About 52% of families owned stocks directly or indirectly through retirement plans like 401(k)s in 2016, according to the Federal Reserve.

But the rich benefit more than the rest of the country. That’s because the top 10% of households owned 84% of all stocks in 2016, according to NYU professor Edward Wolff.

“The gains go disproportionately to the top,” Wolff said in an interview. Stock buybacks “will just exacerbate existing wealth inequality,” he said.

Top 1% owns way more than bottom 90%

The inequality problem has grown worse in America.

The top 1% of families earned a record-high 23.8% of overall income in 2016, the Fed estimates. The bottom 90% of families made less than half of the country’s income, down from 60% in 1992.

Paychecks tell only part of the story. Including stocks and other assets, the richest 1% of families held a record-high 38.6% of the wealth in 2016, according to the Fed. That’s nearly twice as much as the bottom 90%.

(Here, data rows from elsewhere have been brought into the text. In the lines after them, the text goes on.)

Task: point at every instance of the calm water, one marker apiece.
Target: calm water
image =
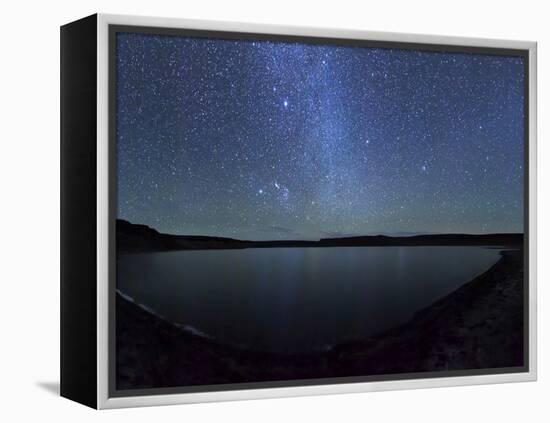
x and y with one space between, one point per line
297 299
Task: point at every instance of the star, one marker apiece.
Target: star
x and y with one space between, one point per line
208 141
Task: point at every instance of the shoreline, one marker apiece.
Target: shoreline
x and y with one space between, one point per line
456 332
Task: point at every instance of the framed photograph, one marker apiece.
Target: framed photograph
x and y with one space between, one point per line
254 211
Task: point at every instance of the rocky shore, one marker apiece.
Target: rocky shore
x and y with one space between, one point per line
478 326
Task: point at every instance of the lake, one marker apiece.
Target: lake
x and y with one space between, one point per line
296 299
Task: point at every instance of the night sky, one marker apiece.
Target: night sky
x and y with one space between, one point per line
271 140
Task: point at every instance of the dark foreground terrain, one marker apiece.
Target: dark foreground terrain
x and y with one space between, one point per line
478 326
131 237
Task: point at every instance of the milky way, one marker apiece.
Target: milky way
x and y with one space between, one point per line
272 140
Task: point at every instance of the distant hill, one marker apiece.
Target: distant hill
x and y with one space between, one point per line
134 237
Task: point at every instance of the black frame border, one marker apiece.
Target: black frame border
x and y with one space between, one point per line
113 29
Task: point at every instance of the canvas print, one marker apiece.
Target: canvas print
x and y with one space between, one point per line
293 212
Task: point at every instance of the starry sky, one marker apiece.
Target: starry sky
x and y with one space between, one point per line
282 140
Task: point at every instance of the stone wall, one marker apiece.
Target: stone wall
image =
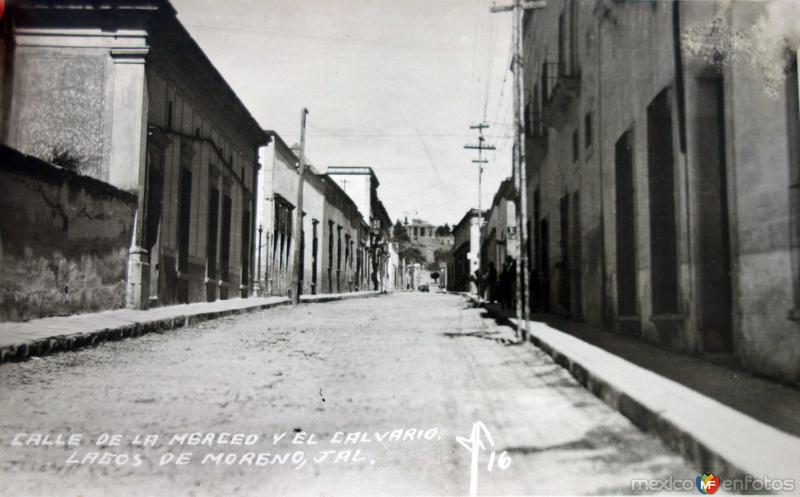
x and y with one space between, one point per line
63 240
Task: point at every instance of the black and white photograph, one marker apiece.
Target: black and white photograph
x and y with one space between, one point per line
388 248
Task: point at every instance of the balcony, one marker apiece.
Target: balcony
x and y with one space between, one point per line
560 92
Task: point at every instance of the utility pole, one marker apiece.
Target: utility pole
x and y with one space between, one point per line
480 147
518 7
298 224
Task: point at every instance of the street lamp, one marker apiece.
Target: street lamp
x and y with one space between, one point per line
258 271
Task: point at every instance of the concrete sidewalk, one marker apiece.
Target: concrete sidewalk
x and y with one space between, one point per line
37 337
681 398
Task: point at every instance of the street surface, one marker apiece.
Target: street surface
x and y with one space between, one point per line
374 391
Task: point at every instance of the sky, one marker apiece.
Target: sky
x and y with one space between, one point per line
389 84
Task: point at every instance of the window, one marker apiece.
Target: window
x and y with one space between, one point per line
225 246
184 219
169 115
588 130
576 149
793 111
213 221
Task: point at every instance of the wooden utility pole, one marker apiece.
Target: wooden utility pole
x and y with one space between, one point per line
518 7
480 147
298 223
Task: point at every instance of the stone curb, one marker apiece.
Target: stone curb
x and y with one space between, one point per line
679 433
74 341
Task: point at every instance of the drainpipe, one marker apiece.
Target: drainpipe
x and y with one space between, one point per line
605 314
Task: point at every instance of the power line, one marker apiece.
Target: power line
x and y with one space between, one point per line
230 28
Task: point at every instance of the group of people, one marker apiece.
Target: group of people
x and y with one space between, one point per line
498 288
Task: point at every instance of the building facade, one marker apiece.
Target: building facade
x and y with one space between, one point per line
127 90
500 238
463 257
660 179
361 185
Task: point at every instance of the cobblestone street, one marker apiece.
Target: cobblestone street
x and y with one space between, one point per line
426 364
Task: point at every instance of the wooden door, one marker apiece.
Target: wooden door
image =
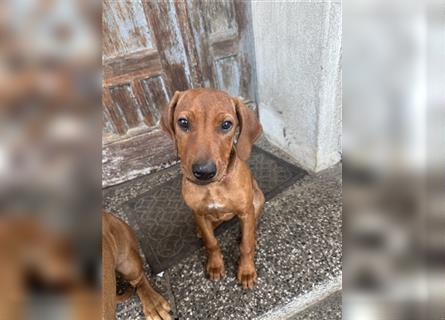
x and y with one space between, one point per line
150 50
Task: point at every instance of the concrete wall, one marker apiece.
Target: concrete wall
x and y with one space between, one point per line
298 49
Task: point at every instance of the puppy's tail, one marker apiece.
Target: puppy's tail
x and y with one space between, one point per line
129 292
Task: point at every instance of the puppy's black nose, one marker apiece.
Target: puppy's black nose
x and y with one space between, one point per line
204 170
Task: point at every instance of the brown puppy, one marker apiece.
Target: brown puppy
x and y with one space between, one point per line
120 253
217 183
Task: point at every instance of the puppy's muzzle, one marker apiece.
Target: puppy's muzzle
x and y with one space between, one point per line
204 170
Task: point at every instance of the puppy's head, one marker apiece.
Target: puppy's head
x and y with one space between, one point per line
204 124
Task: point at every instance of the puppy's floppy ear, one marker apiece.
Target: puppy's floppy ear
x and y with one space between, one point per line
168 113
250 129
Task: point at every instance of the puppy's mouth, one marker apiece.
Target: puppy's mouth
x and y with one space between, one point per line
200 182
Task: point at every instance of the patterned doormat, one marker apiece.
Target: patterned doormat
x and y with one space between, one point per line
165 226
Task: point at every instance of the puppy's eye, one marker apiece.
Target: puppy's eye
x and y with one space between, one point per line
226 125
183 124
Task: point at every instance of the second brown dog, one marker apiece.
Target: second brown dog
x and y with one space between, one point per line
120 252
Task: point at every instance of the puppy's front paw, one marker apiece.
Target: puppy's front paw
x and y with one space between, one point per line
215 267
247 275
156 307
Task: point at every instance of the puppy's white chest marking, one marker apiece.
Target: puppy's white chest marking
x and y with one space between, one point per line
215 205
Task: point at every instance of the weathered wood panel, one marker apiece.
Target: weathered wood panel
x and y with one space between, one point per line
124 99
130 158
125 28
167 35
153 48
224 44
156 89
134 65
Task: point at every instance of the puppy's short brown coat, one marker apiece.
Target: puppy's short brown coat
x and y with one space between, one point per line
120 253
214 133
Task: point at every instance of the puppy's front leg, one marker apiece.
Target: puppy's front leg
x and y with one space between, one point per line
246 271
215 263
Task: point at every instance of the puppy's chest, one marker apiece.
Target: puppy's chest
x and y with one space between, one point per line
213 201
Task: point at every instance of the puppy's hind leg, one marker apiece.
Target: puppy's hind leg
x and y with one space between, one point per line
154 305
258 200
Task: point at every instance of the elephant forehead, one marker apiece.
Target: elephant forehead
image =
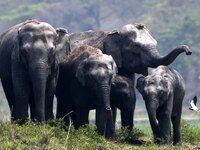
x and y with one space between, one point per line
144 37
38 28
142 34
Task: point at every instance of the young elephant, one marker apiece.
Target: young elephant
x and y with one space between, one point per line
163 91
84 83
123 98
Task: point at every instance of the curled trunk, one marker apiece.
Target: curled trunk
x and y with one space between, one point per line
39 79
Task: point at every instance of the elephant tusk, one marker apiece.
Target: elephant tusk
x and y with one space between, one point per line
108 108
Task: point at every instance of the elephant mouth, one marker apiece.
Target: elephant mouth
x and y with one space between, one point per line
108 108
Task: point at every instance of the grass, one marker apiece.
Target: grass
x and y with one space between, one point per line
53 136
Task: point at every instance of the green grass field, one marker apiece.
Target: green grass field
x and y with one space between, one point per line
53 136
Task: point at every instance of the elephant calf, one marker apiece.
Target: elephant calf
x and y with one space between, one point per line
123 98
163 91
84 83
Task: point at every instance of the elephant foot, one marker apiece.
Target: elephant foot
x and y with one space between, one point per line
177 143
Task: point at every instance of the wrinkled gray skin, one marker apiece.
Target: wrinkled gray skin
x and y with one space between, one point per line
163 91
84 84
123 97
132 47
29 56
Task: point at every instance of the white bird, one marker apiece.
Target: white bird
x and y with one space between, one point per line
193 105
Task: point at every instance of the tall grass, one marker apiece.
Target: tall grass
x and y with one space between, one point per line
54 136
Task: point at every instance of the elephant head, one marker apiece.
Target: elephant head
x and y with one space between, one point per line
40 49
96 71
134 49
156 90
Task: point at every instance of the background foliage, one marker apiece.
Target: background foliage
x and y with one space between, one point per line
171 23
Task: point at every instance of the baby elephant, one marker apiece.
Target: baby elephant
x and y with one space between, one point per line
84 83
123 98
163 91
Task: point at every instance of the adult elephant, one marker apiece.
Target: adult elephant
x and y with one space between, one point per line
84 83
123 98
132 47
163 91
29 56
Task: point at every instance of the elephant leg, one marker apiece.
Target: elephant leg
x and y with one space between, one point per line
114 109
50 91
127 118
64 110
22 94
32 107
81 116
165 126
101 119
176 122
9 93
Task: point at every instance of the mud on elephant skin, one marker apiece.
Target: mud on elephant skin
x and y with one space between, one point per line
29 56
163 91
84 83
132 47
123 97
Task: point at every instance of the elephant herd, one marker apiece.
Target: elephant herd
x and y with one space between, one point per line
90 70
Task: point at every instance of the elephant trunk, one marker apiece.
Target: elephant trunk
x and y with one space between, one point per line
151 110
152 58
104 116
38 76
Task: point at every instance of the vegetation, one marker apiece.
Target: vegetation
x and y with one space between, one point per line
171 23
53 136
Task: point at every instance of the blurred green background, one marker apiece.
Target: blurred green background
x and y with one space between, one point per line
170 22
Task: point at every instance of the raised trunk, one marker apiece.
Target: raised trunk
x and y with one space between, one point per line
39 79
153 59
104 116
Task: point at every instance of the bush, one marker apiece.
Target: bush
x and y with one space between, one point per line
124 135
190 134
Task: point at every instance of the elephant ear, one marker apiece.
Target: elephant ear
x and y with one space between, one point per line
79 67
62 45
140 84
112 47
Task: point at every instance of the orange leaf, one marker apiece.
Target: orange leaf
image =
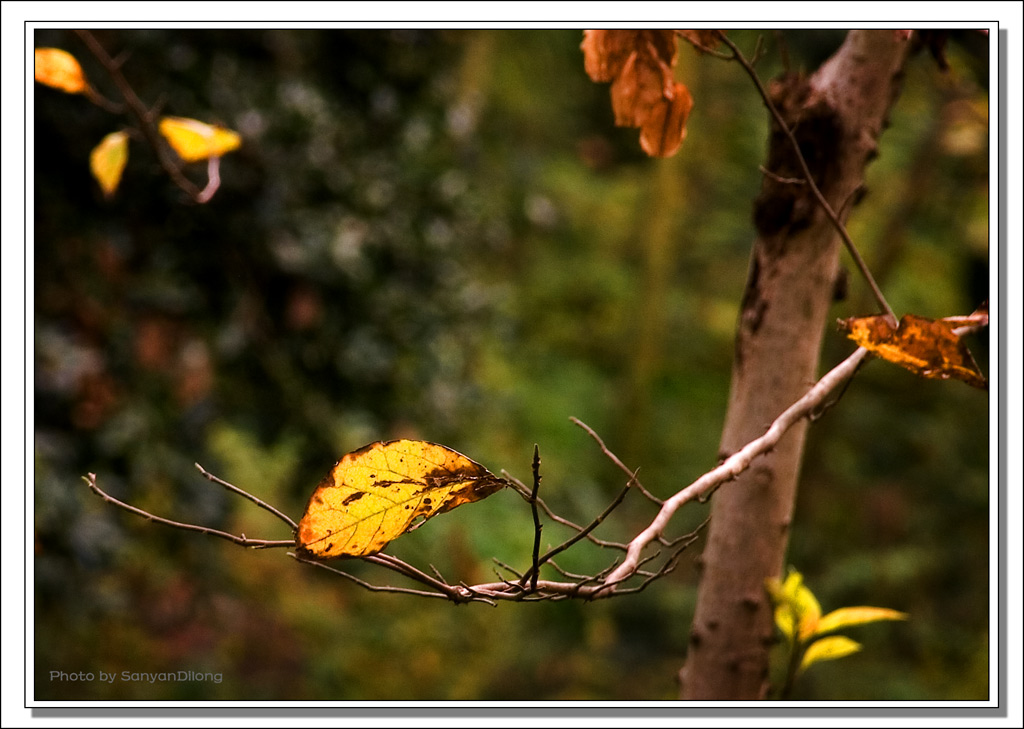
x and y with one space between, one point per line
194 140
108 161
60 70
926 347
644 94
376 494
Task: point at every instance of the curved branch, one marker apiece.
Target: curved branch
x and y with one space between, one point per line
736 463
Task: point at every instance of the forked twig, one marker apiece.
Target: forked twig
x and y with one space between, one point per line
246 495
858 260
614 459
242 540
145 117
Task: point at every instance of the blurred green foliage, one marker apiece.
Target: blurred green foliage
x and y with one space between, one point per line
440 234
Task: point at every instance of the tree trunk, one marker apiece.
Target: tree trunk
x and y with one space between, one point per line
837 116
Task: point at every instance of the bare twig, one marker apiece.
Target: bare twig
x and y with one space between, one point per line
520 487
255 500
237 539
812 185
614 459
536 569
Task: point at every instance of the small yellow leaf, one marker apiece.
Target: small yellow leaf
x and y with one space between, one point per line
194 140
797 610
60 70
376 494
108 161
845 616
828 649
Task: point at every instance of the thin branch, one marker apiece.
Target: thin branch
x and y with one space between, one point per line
812 185
520 487
614 459
576 538
239 540
378 588
738 462
144 117
255 500
536 570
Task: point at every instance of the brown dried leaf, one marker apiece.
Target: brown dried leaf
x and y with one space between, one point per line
704 40
665 127
926 347
644 93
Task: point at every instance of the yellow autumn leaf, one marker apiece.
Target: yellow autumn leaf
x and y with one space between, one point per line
194 140
379 492
846 616
108 161
828 649
60 70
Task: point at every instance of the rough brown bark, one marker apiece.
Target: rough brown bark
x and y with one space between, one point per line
837 115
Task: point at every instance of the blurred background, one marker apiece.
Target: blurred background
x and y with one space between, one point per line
440 234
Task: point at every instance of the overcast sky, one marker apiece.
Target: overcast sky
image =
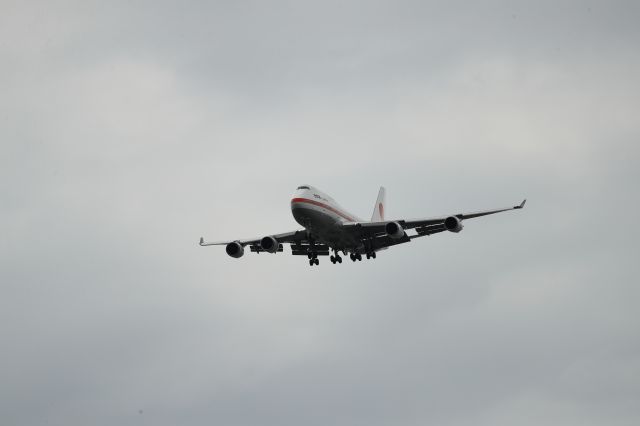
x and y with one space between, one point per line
130 129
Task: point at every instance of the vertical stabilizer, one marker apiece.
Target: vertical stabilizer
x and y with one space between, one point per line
378 209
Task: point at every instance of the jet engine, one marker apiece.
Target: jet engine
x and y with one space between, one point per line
269 244
394 230
235 249
453 224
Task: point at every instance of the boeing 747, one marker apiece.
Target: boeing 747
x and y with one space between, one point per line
329 227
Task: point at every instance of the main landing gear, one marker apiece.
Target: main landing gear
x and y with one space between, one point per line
313 259
358 257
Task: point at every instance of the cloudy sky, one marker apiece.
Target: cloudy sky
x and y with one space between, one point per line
130 129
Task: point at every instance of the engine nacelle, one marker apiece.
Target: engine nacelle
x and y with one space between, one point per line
269 244
235 249
453 224
394 230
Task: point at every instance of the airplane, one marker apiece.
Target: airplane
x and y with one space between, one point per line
328 226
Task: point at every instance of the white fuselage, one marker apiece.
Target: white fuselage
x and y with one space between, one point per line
323 217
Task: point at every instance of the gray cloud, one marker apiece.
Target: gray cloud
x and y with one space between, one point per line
129 130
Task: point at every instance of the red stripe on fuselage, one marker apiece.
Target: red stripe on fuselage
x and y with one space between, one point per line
324 206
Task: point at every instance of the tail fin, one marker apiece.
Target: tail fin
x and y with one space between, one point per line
378 209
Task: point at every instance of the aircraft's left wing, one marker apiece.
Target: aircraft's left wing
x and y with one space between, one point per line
378 235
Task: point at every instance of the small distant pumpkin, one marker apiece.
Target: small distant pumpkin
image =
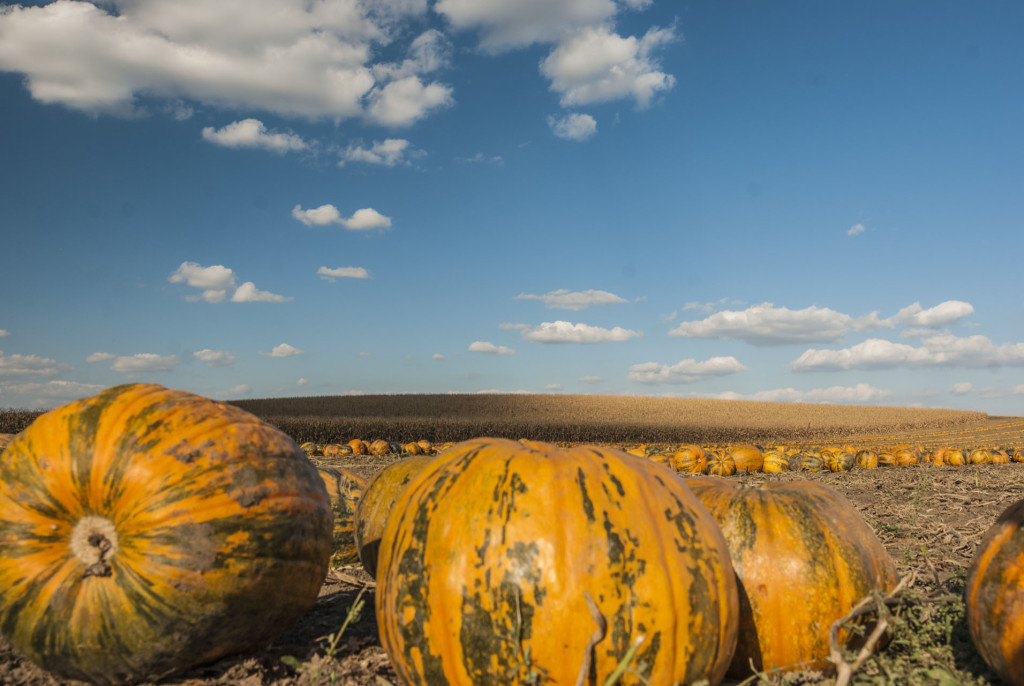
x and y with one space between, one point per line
993 596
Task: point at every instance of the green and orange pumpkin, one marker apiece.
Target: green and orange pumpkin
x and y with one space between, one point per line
993 596
514 563
804 558
146 530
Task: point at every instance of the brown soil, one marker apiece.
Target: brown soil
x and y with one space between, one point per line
930 519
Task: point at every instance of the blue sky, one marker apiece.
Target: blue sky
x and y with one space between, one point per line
785 201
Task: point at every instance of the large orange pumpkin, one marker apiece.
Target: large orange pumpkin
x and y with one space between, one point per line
994 596
345 489
804 558
378 502
496 552
146 530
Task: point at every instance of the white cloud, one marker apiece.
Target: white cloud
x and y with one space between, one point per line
252 133
407 100
283 350
287 56
29 367
144 361
767 325
937 350
388 153
45 394
566 332
364 219
215 357
573 127
595 65
574 300
508 25
215 281
946 312
685 371
249 293
861 393
342 272
489 348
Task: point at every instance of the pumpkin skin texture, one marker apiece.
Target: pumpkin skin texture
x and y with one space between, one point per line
146 530
994 596
492 551
829 555
378 502
345 489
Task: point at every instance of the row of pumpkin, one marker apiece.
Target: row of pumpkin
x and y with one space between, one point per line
143 514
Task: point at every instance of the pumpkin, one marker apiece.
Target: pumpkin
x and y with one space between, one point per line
690 460
979 456
775 461
866 460
804 558
748 458
146 530
508 562
345 489
993 596
839 461
377 503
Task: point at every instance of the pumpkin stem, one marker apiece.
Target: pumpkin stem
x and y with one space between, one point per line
94 541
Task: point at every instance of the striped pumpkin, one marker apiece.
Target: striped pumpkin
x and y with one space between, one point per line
145 530
690 460
497 550
378 502
866 460
748 458
804 558
994 596
345 489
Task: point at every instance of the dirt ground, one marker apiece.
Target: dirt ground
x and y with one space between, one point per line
930 518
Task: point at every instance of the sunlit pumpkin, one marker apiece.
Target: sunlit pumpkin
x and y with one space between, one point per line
804 558
495 551
145 530
378 503
994 596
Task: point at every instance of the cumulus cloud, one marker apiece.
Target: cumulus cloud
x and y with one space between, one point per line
387 153
508 25
283 350
287 56
685 371
489 348
249 293
215 357
566 332
252 133
573 127
144 361
574 300
766 325
29 367
861 393
595 65
937 350
367 218
342 272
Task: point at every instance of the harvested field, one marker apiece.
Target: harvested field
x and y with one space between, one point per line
930 518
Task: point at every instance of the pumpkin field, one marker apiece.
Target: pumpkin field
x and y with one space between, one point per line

The good news is many companies have decided to share some of their tax windfall with workers, most notably through one-time bonuses paid out by Comcast, Disney, Bank of America and dozens of others.

The White House estimates that 3 million workers have benefited from the one-time bonuses. That’s real money that can boost the economy and help Americans pay down debt or save for a rainy day.

Other major companies, such as Walmart and Wells Fargo, have raised wages for workers, a more lasting move that could help improve the income inequality. A handful of companies, including Boeing, FedEx, Apple and JPMorgan Chase, have announced plans to invest more than 100% of their tax savings on workers, job creation and boosting local communities, according to JUST Capital, a nonprofit founded by Arianna Huffington, hedge fund billionaire Paul Tudor Jones and others.

Yet the money devoted to workers pales in comparison with the buyback bonanza.

So far just 6% of the corporate windfall from the tax cuts have gone to workers in the form of pay hikes, bonuses and other investments, according to an analysis by JUST Capital. That is even worse than the 13% that analysts polled by Morgan Stanley expect to go to workers.

Capital owners versus workers

Some think the focus on share buybacks is misplaced. They argue that the money ultimately belongs to shareholders — and those shareholders include workers and retirees.

Everyone can agree that buybacks are a more productive use for extra cash then letting it sit in an overseas bank account where it earns virtually nothing. Buybacks free up capital that can then be used by shareholders to make investments that do create new jobs.

“I’m skeptical that businesses are leaving money on the table,” said PNC chief economist Gus Faucher.

Buybacks also signal confidence in the business and the stock price. That confidence can translate to stronger and higher wages.

Although Faucher doesn’t think buybacks are the “cause” of inequality, he concedes they are a “symptom” of an economy that has tilted more and more in favor of shareholders. He noted that corporate profits as a share of the overall economy have gone up significantly over the past three decades.

“The benefits of economic growth are going towards capital owners instead of workers,” Faucher said.

Should buybacks be banned?

Stock buybacks used to be a murky area, with many claiming they were a form of market manipulation. But the SEC ruled in 1982 that companies could repurchase vast amounts of their own stock.

Criticism of buybacks is building in the wake of the tax law. Senate Democrats published a report on Wednesday strongly criticizing the buyback boom as evidence that tax savings aren’t trickling down to workers.

Lazonick predicted that Democrats in Congress may soon introduce a bill to crackdown on or even ban buybacks.

“There is no reason buybacks should be considered anything but illegal manipulation of stock,” said Reich.

But given how much the stock market relies on buybacks, such a move could be difficult politically. After all, no lawmaker wants to get blamed for spooking the market.

Wall Street would cry foul, arguing Washington is trying to tell corporations how to spend their money.

Lazonick argued that banning buybacks would not hurt long-term investors because it would force companies to invest in the future, instead of catering to short-term shareholders.

“Workers, taxpayers and society as a whole will benefit,” he said.